In the third round, we developed a whole new strategy. For every item we computed weighted distance to all of its predecessors. Then we transformed these distances into value f = 1 / (s + d^k) where d is the distance and s and k are parameter values. In next step we summed f-values for each letter to form unnormalized distribution. After distribution was normalized, we used arithmetic coding. Values for weights and parameter were chosen using a greedy optimization algorithm.

In the fourth round we used the same method as in the round three. However, this time we had better parameter values.

mushroom

Mushroom data set was the easiest to compress. The mushroom.info file contained description of a simple classifier with 100% accuracy. We implemented to a small Perl script which read side information and printed the correct symbol which allowed us to have a compressed file of size 1 byte.

During the second round we realized that combined size of the decompressor and the compressed file can be decreased by few bytes when the classifier is stored in the compressed file. Hence the size of the compressed file grew.

The aforementioned classifier classified mushrooms as poisonuos if the condition odor=NOT(almond.OR.anise.OR.none) OR spore-print-color=green OR (odor=none.AND.stalk-surface-below-ring=scaly.AND.(stalk-color-above-ring=NOT.brown)) OR (habitat=leaves.AND.cap-color=white) holds. Otherwise, mushrooms are edible.

rat

Context for rat.

Compression of rat was done using conditional probability and arithmetic coding same way as the compression of the text in info dataset. The context can be seen in figure 11.

forest

Forest dataset was compressed using the same method as the letter dataset. However, two changes were made: Firstly we didn't perform initial sorting, and secondly we didn't use all preceeding values in encoding but a maximum of 718 previous values. The first choice was made because it notably increased compressibility. The second change was originally to keep (de)compression time reasonable low but it also seemed to work suprisingly well. Parameter values were chosen based on a greedy search algorithm.

GroupX

First GroupX extradata.

Our first dataset was constructed by first taking a number from curve2-sidedata, multiplying it by 256, adding a random number between 0 and 32 and taking modulo 256 over the number. Therefore, every byte could be compressed by 3 bits. The figure 12 shows values of curve2 sidedata on x-axis and values of GroupX-data on y-axis.

Second GroupX extradata.

The second extra data set was constructed differently. For each byte we chose its value from a weighted mixture of uniform distribution. Distributions were chosen so that when plotted values formed the figure 13.

Other

Data provided by other groups seemed to be completely random and standard compression tools weren't able to compress these files. Therefore, we didn't compress these data sets.

Implementional Issues

In this section we explain some implementional solutions. We decided to use Octave as our primary programming language, because it provided many useful features that can be used to produce compact source code. In addition Perl was used to decompress mushroom data set as mentioned and shell scripts in compress.sh and decompress.sh did the selection of the right compressor and decompressor.

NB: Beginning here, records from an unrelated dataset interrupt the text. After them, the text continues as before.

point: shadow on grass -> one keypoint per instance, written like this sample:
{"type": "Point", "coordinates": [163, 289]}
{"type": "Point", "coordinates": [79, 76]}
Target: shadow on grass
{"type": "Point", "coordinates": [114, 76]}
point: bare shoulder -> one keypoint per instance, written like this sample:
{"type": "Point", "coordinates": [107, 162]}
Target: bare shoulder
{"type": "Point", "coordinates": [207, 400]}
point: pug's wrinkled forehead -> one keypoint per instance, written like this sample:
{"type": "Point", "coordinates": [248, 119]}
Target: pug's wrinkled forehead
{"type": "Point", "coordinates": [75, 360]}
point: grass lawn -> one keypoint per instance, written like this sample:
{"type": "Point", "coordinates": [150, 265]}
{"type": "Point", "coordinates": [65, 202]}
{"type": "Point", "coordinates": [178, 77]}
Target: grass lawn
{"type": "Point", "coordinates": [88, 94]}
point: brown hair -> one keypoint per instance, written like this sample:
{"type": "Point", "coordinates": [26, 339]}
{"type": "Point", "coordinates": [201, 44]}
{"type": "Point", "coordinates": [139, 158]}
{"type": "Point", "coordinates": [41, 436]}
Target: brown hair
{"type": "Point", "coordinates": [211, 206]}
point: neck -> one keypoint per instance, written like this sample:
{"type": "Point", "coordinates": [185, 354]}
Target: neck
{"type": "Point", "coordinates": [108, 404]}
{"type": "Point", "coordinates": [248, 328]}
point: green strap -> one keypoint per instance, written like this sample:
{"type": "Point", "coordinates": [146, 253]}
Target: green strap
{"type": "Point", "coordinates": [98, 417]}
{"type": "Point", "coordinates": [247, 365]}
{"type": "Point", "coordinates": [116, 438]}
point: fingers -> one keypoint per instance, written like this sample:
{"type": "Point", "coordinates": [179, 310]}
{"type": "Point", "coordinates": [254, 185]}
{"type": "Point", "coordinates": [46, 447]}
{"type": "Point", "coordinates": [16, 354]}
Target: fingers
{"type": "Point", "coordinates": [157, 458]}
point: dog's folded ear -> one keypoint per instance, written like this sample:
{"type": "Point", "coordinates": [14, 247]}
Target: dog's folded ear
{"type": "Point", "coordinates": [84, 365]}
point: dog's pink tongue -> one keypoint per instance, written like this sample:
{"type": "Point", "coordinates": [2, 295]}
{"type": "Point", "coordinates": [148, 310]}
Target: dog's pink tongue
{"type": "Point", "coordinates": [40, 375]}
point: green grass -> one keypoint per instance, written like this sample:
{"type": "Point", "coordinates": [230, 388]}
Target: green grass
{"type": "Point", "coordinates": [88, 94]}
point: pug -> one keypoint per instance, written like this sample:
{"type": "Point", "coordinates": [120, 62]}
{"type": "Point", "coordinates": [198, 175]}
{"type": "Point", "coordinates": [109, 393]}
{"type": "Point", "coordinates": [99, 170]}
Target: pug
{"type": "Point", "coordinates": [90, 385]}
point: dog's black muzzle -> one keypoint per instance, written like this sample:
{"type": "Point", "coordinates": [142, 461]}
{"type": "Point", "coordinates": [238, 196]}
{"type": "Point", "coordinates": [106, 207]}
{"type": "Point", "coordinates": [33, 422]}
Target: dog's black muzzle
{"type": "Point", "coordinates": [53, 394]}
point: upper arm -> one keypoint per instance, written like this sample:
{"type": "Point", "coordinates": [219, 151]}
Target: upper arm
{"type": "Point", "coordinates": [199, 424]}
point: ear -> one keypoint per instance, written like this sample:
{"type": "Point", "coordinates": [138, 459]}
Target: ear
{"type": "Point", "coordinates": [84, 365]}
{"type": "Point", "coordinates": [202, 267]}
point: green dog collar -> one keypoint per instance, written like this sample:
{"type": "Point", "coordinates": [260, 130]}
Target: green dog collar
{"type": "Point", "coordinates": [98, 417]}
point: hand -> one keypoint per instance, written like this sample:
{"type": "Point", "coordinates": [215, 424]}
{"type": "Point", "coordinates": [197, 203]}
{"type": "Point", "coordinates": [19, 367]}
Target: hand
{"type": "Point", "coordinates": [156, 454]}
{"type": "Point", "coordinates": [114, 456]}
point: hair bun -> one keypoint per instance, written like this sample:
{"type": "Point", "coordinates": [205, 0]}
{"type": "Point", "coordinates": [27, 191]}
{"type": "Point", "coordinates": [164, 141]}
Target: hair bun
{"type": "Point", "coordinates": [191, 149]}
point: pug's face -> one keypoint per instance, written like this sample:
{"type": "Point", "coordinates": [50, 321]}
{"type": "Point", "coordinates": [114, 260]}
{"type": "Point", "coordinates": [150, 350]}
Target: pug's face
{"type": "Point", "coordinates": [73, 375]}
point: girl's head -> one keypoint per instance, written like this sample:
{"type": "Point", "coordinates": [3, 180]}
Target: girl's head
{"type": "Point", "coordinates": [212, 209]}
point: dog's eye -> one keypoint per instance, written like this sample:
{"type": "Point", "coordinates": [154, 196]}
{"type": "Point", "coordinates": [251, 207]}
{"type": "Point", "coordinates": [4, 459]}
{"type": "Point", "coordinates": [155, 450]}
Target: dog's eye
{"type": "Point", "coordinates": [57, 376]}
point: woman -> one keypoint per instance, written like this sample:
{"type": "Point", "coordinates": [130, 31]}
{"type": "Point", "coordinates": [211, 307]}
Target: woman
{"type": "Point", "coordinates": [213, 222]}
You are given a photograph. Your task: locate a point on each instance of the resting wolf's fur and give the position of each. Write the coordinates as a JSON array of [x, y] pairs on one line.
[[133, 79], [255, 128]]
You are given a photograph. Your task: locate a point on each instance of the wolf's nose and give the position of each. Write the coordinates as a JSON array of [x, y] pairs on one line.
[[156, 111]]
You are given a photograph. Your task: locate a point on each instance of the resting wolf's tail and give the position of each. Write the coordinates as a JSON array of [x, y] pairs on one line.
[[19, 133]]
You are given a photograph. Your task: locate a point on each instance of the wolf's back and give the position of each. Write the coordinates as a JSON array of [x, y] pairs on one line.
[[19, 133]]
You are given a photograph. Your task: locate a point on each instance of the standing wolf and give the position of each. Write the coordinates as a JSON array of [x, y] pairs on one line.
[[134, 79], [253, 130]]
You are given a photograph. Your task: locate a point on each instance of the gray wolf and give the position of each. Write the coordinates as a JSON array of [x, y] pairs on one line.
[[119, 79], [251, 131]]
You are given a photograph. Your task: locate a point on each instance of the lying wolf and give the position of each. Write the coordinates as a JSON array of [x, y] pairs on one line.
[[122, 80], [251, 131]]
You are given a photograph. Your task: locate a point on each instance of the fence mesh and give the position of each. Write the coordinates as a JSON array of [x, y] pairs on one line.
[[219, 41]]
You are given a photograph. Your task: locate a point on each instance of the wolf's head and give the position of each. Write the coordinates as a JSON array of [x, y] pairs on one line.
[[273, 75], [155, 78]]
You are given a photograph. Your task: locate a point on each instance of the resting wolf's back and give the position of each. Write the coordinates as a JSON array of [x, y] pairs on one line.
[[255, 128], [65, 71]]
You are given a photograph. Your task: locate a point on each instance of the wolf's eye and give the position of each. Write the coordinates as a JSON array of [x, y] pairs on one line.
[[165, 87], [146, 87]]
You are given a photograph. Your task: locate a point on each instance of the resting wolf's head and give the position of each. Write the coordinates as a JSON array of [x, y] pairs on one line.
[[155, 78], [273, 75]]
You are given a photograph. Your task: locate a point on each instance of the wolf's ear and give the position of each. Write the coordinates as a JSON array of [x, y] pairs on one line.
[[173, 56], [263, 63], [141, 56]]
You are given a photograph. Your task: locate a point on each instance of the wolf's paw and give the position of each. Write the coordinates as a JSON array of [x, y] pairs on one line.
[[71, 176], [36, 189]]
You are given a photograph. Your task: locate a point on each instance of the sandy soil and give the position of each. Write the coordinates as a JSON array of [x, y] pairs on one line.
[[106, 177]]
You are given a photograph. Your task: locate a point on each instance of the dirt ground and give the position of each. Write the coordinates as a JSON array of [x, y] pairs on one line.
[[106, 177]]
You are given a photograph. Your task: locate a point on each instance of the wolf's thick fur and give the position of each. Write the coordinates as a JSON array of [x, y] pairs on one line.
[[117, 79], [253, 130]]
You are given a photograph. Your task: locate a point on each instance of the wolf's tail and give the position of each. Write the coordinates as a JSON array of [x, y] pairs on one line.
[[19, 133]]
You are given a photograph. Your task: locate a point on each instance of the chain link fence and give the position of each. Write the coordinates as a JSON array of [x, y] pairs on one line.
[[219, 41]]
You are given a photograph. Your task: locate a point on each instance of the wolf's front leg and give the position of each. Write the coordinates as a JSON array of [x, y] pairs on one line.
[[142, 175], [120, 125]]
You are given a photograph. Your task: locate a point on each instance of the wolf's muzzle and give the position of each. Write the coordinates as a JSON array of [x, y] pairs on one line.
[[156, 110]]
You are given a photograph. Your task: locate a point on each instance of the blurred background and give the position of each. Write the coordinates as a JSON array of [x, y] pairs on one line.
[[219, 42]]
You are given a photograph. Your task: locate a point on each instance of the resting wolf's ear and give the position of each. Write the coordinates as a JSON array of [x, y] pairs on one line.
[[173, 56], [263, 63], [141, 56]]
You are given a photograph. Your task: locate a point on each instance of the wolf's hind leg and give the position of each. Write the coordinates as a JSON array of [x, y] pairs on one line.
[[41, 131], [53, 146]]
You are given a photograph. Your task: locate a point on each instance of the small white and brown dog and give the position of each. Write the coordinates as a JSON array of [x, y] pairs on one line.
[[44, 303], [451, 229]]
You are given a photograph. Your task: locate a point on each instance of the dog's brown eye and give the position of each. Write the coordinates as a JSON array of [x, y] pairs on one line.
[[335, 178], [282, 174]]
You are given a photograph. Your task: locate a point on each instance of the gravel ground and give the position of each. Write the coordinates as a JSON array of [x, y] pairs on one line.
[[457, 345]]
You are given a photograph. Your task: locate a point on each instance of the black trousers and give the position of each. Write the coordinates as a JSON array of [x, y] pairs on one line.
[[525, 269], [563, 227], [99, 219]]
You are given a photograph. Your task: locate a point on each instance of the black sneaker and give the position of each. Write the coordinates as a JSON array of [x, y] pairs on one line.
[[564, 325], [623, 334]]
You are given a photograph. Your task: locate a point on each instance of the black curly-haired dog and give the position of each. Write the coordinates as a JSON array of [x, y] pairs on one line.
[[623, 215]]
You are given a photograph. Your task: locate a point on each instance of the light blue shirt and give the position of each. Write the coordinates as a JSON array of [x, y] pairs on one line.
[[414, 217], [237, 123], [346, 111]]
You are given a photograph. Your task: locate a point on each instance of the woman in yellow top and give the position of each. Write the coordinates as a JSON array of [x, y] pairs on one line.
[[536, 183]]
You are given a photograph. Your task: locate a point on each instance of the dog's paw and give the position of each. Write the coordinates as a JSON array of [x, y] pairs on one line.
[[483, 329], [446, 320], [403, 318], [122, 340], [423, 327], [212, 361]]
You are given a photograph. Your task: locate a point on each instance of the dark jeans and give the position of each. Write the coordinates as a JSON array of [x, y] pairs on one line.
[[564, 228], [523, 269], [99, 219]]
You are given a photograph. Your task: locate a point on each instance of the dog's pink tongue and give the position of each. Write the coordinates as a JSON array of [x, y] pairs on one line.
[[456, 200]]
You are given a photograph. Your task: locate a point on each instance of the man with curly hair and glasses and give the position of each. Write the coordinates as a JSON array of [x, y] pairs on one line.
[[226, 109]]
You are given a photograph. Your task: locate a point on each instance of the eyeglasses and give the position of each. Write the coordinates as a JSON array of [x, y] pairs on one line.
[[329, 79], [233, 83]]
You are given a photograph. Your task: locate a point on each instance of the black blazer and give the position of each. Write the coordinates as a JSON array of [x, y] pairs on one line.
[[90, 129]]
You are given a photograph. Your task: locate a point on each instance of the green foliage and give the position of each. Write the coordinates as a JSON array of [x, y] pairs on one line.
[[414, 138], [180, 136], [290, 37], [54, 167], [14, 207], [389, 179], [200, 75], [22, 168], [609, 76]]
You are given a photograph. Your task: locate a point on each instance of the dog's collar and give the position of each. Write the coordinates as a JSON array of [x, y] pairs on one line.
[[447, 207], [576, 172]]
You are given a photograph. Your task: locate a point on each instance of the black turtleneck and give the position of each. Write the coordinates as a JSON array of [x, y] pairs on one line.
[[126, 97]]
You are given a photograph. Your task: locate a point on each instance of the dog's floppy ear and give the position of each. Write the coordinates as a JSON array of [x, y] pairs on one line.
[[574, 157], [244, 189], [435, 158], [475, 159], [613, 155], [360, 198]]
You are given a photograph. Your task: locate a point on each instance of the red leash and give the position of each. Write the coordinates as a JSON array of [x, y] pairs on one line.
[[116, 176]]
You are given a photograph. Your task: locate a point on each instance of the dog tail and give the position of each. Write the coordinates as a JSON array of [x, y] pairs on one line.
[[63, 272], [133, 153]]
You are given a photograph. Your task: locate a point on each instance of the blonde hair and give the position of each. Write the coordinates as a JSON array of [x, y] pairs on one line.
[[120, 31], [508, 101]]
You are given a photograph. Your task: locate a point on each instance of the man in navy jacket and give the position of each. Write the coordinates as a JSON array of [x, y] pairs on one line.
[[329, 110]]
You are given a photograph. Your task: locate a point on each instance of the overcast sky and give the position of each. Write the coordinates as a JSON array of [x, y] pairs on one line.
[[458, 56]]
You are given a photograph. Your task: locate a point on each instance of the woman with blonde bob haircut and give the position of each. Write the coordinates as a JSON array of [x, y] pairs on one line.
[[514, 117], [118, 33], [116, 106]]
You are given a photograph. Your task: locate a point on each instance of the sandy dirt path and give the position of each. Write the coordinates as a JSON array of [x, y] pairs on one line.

One of key factors to our success was to keep the decompressor compact. Therefore, decompressors for different data sets shared several scripts:

adec.m, adec_opt.m, A.m: Arithmetic decoding
readbits.m, readbits_opt.m, B.m: Reads the rest of the input and interpret as bits
envdec.m, envdec_opt.m, E.m: Loop for extracting data coded with context based arithmetic coding, used for info and rat
neighdec.m, neighdec_opt.m, N.m: Loop for extracting data coded with the method used for letter and forest
openfiles.m, openfiles_opt.m, O.m: Shorthand definitions for common functions and constants (originally also input and output management)

In the source code directory we provide both the decompressor as it was in the returned in the competition and a "readable" version of the decompressor. We hope that this helps the reader to understand the inner workings of our decompressor.